Thank You, Mr. Malone

Branding is bulls—. Let me put it another way: If your company seriously contemplates embarking on a multimillion-dollar marketing campaign that is designed not to sell products or services, but solely to enhance the company’s image, start typing your resume.

So says Michael S. Malone, editor-at-large at Forbes ASAP, in an article titled “Brand X — The Modern Day Fiasco Otherwise Known as Branding,” a truly wonderful and provocative piece that is long overdue.

Here’s another pithy excerpt: Not surprisingly, before long new Internet start-ups were devoting most of their energies and capital to propounding their brands, apparently assuming that the actual business would follow.

What these companies never learned, and the analysts apparently never noticed, was that the brand identity of high tech’s great companies arose organically from their business activities — their products, their business culture and their relationships with vendors and customers. It was not applied like some metaphysical bumper sticker.

Though the bulk of Malone’s article addresses the rise of what I call “brand mysticism” among dot-com companies, do not think for a moment that those inexperienced entrepreneurs are the only ones who’ve been hoodwinked. This flimflam game has been played out on a massive scale and is still playing in (of all things) a recession near you.

I’ve been at this business — which I shall loosely define as coming up with ways to help clients sell their stuff — for 18 years now. When I first got into advertising as a young copywriter, it was made clear to me that direct marketing and business-to-business (B2B) marketing would not be interesting to someone who considered himself creative. No committee visited my apartment and clued me in, but I could figure it out for myself. Coming up with concepts for beer, pizza, and potato chip commercials was the high road to fame and fortune. And B2B? Well, a friend of mine once said, “Chris, when I’m, like, 55, you know, and if I haven’t made it, I can always do that stuff. The creative is really bad.”

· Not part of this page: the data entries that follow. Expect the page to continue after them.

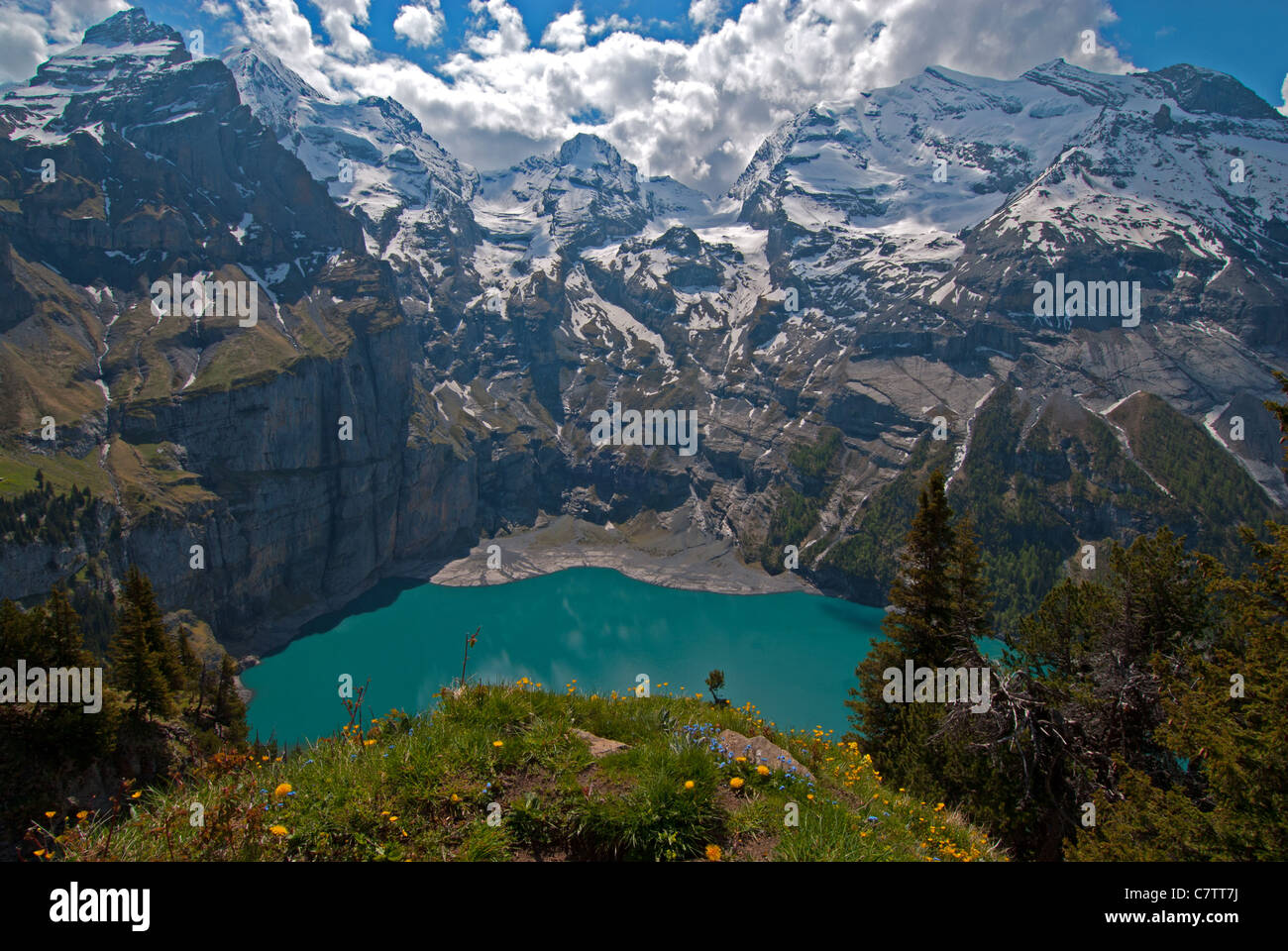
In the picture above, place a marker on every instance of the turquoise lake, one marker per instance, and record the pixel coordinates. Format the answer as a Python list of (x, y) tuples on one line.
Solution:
[(791, 655)]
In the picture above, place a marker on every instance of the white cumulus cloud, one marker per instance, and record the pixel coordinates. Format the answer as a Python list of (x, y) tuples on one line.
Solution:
[(696, 110), (566, 31), (706, 12), (420, 25)]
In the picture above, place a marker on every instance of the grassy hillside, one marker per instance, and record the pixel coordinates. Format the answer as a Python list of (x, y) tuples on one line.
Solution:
[(423, 788)]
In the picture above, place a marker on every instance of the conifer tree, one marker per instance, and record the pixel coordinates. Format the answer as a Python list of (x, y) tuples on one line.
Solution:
[(138, 665), (228, 707)]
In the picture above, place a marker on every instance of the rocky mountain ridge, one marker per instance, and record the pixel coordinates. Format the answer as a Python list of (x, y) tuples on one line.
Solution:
[(866, 286)]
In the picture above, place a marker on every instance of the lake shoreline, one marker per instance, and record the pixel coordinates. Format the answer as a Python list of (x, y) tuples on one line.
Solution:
[(648, 551), (670, 549)]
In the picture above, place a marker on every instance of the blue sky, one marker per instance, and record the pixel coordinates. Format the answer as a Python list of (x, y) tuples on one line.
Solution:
[(687, 88)]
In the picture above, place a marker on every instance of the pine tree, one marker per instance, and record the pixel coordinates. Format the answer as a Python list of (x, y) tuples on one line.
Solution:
[(138, 591), (188, 661), (1225, 702), (138, 667), (925, 624), (228, 709), (62, 642)]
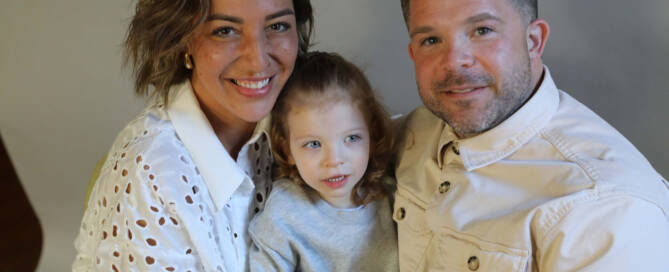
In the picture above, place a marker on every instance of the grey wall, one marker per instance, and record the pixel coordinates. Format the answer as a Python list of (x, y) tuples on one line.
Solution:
[(64, 96)]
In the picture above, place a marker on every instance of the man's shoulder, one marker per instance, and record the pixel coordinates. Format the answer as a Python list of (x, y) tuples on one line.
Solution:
[(584, 137), (609, 159)]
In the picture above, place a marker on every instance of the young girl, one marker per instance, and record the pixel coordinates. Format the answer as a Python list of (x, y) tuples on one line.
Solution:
[(330, 210)]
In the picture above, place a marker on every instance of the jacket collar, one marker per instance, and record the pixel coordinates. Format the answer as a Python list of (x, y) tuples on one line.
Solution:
[(220, 172)]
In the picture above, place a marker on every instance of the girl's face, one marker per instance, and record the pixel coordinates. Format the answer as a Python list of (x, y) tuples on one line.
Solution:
[(242, 55), (329, 144)]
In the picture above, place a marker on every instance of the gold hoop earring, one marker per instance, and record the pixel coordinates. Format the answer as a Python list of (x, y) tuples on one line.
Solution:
[(188, 62)]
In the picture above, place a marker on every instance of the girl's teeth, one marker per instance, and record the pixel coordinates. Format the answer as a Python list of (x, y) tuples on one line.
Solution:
[(340, 178), (251, 84)]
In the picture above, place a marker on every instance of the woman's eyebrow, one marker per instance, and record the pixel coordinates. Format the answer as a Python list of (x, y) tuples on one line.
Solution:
[(224, 17), (234, 19), (279, 14)]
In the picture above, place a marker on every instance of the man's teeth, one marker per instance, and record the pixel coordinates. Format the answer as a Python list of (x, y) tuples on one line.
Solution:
[(252, 84), (337, 179), (462, 91)]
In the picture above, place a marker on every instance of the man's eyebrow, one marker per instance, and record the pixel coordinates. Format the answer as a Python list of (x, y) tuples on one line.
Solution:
[(420, 30), (233, 19), (483, 17)]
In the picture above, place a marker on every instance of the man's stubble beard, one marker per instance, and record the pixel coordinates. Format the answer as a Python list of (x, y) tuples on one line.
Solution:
[(516, 90)]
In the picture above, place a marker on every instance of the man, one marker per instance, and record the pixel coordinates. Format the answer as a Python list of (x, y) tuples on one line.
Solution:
[(500, 170)]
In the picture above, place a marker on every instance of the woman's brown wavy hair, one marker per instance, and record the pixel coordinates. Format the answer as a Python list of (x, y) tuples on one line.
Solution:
[(160, 30), (320, 78)]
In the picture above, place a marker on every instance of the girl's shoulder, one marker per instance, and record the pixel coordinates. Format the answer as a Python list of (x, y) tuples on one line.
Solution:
[(285, 194)]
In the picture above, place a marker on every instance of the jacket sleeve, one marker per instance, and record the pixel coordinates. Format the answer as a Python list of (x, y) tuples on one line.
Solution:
[(615, 233)]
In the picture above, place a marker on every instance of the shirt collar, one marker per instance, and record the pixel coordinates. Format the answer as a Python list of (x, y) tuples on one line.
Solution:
[(507, 137), (220, 172)]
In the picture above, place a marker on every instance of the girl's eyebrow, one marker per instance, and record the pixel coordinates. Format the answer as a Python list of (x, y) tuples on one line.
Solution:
[(234, 19)]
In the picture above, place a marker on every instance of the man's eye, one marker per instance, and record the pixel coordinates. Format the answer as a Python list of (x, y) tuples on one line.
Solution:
[(353, 138), (279, 27), (223, 31), (481, 31), (312, 144), (429, 41)]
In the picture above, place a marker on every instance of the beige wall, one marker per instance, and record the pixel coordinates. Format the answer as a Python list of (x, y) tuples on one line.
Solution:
[(63, 95)]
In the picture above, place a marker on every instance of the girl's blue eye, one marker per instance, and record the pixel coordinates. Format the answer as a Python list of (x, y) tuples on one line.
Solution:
[(353, 138), (312, 144), (223, 31), (481, 31)]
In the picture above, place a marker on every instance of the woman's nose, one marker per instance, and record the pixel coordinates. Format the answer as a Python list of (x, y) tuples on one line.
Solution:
[(255, 52)]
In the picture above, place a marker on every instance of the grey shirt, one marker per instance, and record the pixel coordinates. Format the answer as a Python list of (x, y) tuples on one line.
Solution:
[(299, 231)]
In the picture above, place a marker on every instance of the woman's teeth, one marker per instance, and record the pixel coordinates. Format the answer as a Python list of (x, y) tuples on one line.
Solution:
[(251, 84), (337, 179), (462, 91)]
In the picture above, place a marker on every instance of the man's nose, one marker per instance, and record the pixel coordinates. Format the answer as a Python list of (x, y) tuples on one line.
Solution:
[(457, 55)]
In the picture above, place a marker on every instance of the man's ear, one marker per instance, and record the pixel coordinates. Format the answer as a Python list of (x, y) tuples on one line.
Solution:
[(537, 35)]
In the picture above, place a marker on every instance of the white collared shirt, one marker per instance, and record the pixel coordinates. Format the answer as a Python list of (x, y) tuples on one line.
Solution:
[(552, 188), (170, 197)]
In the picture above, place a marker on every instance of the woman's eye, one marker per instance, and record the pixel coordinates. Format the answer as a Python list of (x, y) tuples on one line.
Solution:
[(481, 31), (429, 41), (279, 27), (353, 138), (224, 31), (313, 144)]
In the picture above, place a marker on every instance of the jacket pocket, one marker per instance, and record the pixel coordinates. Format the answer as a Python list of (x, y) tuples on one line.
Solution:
[(463, 252)]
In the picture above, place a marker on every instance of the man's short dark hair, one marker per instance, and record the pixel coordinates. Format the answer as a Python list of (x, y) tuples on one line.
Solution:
[(527, 8)]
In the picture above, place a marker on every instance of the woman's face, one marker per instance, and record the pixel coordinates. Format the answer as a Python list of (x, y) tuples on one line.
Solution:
[(242, 55)]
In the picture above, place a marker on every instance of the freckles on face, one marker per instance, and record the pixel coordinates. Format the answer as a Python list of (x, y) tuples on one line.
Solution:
[(243, 54)]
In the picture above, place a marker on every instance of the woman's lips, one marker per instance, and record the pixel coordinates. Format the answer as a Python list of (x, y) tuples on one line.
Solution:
[(253, 88), (336, 181)]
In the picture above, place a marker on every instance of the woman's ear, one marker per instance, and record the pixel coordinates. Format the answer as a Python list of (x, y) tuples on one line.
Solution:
[(537, 35)]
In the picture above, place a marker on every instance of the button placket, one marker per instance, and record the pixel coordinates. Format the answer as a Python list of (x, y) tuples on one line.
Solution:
[(444, 187), (456, 148), (400, 214), (473, 263)]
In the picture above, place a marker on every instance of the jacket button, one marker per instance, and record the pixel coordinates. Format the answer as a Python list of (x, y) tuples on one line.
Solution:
[(473, 263), (456, 150), (444, 187), (401, 213)]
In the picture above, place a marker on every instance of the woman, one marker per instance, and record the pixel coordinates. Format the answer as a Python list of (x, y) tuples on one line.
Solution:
[(182, 180)]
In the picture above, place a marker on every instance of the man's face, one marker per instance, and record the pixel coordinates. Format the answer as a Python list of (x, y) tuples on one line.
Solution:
[(471, 60)]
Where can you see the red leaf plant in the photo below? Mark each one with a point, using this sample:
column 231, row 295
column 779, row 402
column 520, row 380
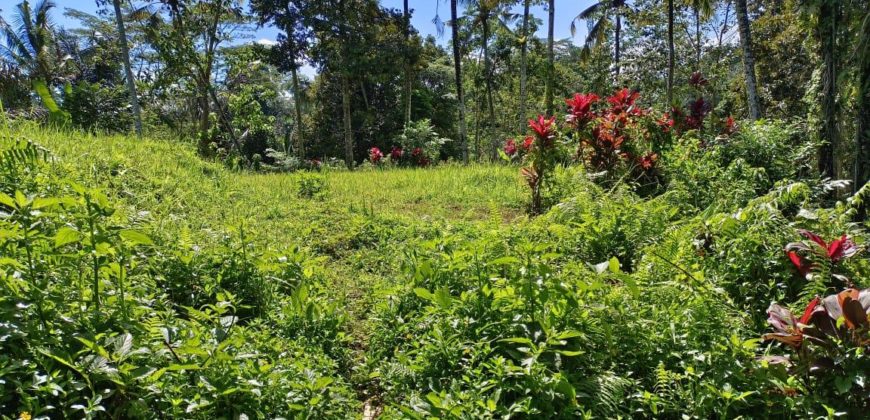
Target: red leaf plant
column 510, row 147
column 835, row 251
column 697, row 80
column 540, row 157
column 580, row 111
column 820, row 322
column 730, row 127
column 623, row 101
column 528, row 142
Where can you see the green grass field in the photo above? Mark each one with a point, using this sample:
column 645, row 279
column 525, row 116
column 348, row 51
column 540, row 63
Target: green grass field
column 182, row 196
column 137, row 278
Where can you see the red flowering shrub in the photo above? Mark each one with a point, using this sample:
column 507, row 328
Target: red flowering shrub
column 396, row 154
column 618, row 138
column 730, row 127
column 803, row 254
column 540, row 157
column 829, row 344
column 580, row 110
column 698, row 110
column 419, row 158
column 527, row 143
column 510, row 148
column 697, row 80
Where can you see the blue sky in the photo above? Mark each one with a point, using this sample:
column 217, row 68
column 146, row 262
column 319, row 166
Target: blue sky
column 424, row 11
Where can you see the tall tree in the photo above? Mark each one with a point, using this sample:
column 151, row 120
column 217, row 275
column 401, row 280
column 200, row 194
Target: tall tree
column 601, row 11
column 748, row 60
column 701, row 10
column 524, row 62
column 862, row 128
column 671, row 58
column 457, row 70
column 551, row 59
column 288, row 15
column 826, row 30
column 343, row 31
column 408, row 76
column 188, row 47
column 128, row 70
column 483, row 12
column 29, row 41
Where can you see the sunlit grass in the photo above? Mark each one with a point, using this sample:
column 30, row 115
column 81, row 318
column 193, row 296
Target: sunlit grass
column 169, row 180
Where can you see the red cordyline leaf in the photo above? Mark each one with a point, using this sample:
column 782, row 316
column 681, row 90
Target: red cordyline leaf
column 580, row 108
column 841, row 248
column 623, row 101
column 803, row 266
column 697, row 80
column 648, row 161
column 730, row 126
column 837, row 250
column 666, row 123
column 808, row 312
column 396, row 153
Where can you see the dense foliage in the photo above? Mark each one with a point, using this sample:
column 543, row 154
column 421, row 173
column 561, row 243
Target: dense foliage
column 273, row 244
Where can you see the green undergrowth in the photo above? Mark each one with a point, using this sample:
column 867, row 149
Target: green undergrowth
column 138, row 279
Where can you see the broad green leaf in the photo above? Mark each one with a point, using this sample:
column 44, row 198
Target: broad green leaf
column 66, row 235
column 443, row 298
column 613, row 265
column 423, row 293
column 134, row 237
column 7, row 200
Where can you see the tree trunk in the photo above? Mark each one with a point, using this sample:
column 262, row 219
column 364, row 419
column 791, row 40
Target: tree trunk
column 408, row 79
column 524, row 52
column 345, row 110
column 551, row 59
column 487, row 77
column 128, row 70
column 697, row 38
column 862, row 129
column 297, row 105
column 457, row 70
column 670, row 87
column 827, row 31
column 617, row 40
column 748, row 60
column 204, row 123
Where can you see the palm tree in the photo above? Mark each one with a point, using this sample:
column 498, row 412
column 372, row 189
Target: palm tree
column 524, row 50
column 125, row 56
column 748, row 59
column 862, row 129
column 29, row 41
column 597, row 34
column 408, row 80
column 551, row 70
column 826, row 30
column 457, row 70
column 483, row 12
column 670, row 87
column 701, row 10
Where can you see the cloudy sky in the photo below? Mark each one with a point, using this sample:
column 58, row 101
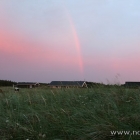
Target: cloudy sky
column 92, row 40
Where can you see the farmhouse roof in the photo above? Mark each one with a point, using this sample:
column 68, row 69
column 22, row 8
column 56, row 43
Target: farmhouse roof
column 67, row 83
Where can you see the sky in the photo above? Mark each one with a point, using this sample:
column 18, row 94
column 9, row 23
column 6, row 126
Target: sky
column 70, row 40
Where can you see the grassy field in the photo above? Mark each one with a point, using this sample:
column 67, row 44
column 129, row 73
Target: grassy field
column 69, row 114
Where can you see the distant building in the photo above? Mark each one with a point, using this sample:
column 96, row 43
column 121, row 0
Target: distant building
column 26, row 85
column 68, row 84
column 132, row 84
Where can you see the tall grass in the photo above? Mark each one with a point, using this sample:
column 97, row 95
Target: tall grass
column 69, row 114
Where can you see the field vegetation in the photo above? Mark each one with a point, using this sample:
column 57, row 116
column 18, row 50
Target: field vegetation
column 69, row 114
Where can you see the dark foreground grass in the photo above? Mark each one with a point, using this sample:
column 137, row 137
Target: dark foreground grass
column 70, row 114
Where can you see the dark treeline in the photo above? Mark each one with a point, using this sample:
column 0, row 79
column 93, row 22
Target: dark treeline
column 6, row 83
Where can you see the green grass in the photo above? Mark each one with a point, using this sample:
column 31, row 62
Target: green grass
column 70, row 114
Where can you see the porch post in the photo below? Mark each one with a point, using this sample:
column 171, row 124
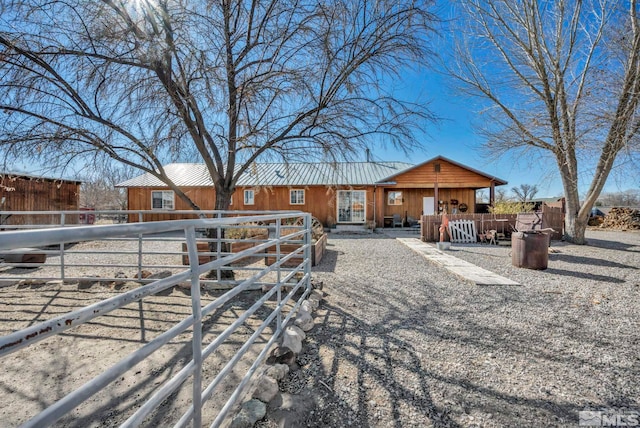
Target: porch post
column 492, row 193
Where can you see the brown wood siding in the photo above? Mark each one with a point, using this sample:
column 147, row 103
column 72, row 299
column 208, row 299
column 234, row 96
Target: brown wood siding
column 431, row 224
column 412, row 200
column 27, row 194
column 450, row 175
column 320, row 201
column 139, row 198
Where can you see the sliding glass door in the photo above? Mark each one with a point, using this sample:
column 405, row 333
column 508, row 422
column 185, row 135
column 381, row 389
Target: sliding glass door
column 351, row 206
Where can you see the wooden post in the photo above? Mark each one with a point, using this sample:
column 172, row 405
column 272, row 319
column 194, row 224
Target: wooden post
column 492, row 193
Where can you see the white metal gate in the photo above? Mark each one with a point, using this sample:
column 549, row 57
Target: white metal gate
column 463, row 231
column 285, row 305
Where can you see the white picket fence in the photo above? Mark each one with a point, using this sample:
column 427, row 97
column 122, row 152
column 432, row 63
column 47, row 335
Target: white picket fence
column 463, row 231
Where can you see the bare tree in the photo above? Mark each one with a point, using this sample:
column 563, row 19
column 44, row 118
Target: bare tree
column 562, row 77
column 223, row 82
column 525, row 192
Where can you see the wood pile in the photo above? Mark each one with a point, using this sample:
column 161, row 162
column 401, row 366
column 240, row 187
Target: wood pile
column 622, row 218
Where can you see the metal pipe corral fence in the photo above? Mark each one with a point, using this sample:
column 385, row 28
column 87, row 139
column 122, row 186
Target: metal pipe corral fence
column 159, row 256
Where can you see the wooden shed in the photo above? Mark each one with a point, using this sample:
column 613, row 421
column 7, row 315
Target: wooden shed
column 22, row 192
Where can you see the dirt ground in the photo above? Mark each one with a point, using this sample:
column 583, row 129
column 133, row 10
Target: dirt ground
column 36, row 377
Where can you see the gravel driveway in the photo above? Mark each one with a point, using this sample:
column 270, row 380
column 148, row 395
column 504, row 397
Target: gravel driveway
column 400, row 342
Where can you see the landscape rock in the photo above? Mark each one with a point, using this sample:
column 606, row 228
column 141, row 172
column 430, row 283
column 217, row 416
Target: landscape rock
column 267, row 389
column 160, row 275
column 282, row 355
column 298, row 330
column 292, row 339
column 277, row 371
column 316, row 295
column 250, row 413
column 309, row 306
column 304, row 320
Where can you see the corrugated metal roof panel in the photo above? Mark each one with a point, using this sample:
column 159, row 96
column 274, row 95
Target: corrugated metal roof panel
column 280, row 174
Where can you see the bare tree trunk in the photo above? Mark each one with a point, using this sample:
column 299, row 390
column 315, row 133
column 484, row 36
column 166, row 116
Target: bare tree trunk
column 563, row 81
column 223, row 199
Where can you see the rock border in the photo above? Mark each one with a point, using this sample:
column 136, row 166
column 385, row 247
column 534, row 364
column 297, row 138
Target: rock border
column 279, row 362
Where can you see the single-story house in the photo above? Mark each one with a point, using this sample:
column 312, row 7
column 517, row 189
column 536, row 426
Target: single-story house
column 24, row 192
column 334, row 193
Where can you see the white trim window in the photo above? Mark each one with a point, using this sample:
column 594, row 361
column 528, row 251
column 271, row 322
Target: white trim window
column 394, row 198
column 249, row 197
column 296, row 196
column 162, row 200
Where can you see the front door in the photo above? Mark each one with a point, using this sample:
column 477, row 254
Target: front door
column 351, row 206
column 428, row 205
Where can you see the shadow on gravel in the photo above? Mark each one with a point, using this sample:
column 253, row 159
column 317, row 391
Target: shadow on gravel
column 585, row 275
column 589, row 261
column 329, row 260
column 396, row 380
column 614, row 245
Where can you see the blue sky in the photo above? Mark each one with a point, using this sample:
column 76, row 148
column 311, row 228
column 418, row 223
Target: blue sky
column 454, row 136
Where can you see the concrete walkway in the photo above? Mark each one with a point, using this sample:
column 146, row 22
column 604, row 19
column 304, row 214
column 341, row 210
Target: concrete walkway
column 467, row 271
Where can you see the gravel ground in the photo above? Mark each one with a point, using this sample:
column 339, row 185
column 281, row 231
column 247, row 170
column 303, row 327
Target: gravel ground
column 400, row 342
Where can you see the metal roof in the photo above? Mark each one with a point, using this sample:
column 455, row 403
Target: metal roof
column 13, row 174
column 280, row 174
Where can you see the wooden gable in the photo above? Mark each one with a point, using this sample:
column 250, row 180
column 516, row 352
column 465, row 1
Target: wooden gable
column 447, row 173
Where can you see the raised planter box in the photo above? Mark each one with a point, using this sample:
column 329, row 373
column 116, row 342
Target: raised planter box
column 317, row 251
column 236, row 247
column 203, row 247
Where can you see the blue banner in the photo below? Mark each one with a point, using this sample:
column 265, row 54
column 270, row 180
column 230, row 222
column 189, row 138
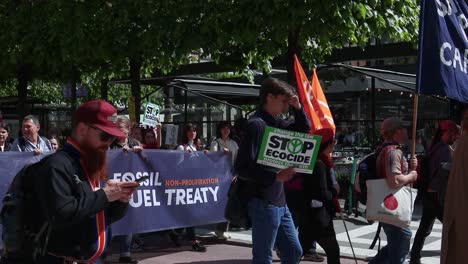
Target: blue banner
column 184, row 189
column 443, row 49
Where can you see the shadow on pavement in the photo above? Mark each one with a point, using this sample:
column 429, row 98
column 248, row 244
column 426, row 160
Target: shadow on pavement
column 226, row 261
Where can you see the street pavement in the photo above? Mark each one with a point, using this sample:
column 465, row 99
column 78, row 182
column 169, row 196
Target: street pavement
column 158, row 248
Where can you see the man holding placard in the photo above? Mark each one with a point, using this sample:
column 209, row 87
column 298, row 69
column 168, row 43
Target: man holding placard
column 262, row 182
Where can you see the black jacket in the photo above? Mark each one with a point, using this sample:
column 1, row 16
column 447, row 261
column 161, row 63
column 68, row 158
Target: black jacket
column 262, row 182
column 66, row 200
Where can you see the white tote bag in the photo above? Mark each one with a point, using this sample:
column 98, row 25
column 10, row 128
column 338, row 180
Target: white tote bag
column 391, row 206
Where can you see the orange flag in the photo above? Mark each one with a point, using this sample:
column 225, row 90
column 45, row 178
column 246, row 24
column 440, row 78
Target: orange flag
column 306, row 95
column 319, row 101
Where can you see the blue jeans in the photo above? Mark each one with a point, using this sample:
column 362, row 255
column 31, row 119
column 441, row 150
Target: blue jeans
column 272, row 224
column 397, row 248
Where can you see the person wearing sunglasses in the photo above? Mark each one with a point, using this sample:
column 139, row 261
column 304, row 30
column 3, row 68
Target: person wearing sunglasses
column 74, row 195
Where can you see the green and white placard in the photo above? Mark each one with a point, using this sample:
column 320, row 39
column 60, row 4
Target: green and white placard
column 151, row 115
column 282, row 149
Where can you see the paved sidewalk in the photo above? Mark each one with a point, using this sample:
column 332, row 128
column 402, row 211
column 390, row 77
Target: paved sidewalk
column 216, row 254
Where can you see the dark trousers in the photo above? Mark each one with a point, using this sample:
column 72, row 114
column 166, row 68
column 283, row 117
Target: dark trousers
column 310, row 230
column 431, row 211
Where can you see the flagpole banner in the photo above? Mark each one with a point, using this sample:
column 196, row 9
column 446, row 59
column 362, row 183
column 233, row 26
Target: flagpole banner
column 306, row 95
column 443, row 49
column 321, row 105
column 183, row 189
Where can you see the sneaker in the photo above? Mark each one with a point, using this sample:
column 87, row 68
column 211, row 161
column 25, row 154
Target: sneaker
column 313, row 256
column 222, row 235
column 128, row 259
column 198, row 247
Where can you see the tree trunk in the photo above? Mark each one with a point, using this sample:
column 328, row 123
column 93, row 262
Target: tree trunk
column 135, row 67
column 293, row 48
column 104, row 89
column 23, row 77
column 74, row 77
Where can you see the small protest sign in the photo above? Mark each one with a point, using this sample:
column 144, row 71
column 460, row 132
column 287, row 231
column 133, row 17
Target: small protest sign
column 282, row 149
column 151, row 115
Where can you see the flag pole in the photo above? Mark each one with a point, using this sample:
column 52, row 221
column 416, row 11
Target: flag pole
column 415, row 122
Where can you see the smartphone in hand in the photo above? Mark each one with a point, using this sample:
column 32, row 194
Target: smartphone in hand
column 142, row 179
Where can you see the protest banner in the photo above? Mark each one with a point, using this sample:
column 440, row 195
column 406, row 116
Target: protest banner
column 151, row 115
column 183, row 189
column 282, row 148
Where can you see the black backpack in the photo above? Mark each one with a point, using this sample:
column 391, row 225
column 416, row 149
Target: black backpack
column 24, row 232
column 367, row 169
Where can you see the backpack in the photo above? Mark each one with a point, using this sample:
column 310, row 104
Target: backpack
column 367, row 169
column 24, row 237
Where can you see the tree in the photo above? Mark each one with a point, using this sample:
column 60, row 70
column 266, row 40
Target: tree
column 245, row 32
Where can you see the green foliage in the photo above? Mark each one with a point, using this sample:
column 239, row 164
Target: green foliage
column 99, row 38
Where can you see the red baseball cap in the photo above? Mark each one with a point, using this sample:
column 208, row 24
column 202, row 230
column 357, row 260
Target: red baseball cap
column 100, row 114
column 326, row 134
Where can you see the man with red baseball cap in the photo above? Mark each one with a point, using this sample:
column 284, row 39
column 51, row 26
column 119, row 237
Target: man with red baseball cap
column 74, row 195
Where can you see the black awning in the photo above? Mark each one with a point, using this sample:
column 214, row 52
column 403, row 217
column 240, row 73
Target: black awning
column 233, row 93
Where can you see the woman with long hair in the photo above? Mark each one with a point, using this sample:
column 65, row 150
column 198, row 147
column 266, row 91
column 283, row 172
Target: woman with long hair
column 224, row 143
column 4, row 137
column 189, row 135
column 318, row 207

Now I know a little better. I know, for example, that almost everything that bores a “brand architect” and causes him to damn it with the word “tactics,” is something that can really help clients sell their stuff.

Here is a short list of things that bore brand architects: email marketing, executive direct marketing, click-through rates, conversions, sales cycles, email newsletters, content sponsorships, directory listings, search engine optimization (SEO), and databases.

But it takes two to get caught up in the smoke and puffery of brand mysticism. So clients that fall for the flashy tricks (perhaps because they fear metrics, accountability, and black-and-white results) are as much (if not more) to blame as the high-priced mystics.

OK, now that Malone has provided me a little cover, I’m going at this topic with both barrels.

As it is broadly practiced and professed, branding amounts to thievery. Communications that are referred to as branding are, by current definition, messages and imagery that solicit no response, afford no ready (or accepted form of) measurement, and, at times, seem to revel in their own luxuriant, profligate, glittery waste.

How can this be? How did we get here? Why is it that some otherwise smart companies will reflexively spend tens of millions of dollars on the immeasurable while counting the pennies allocated to efforts that can be tied directly to revenues?

I just don’t know. It’s a mystery. But I do know that it serves none of our professional interests.

Now that you really don’t like me, let’s step back a bit from my rant.

Brothers and sisters, I believe in the power, importance, and value of brands. I believe that if your company’s communications, messages, and behavior are not consistent, attractive, and organized, you’re wasting dollars. Such a waste — especially now when quarterly earnings are missing forecasts and we hear news of major layoffs almost on a daily basis — is a corporate sin.

But let’s remember something. Your brand is everything you and others in your company do. It is the kindness in the voice of a customer service representative. It is the timeliness of a response to an inquiry. It is the quality of what your company does and how it does it. It’s in the simple fact that the words are spelled correctly in an email newsletter. It is in the way your employees and vendors are treated.

Seen this way, branding is all about attending to the big and small aspects of doing your business fairly, responsibly, and well.

When this kind of attention — indeed, this passion for business done right — is absent, branding becomes only, as Malone puts it so well, “some metaphysical bumper sticker.”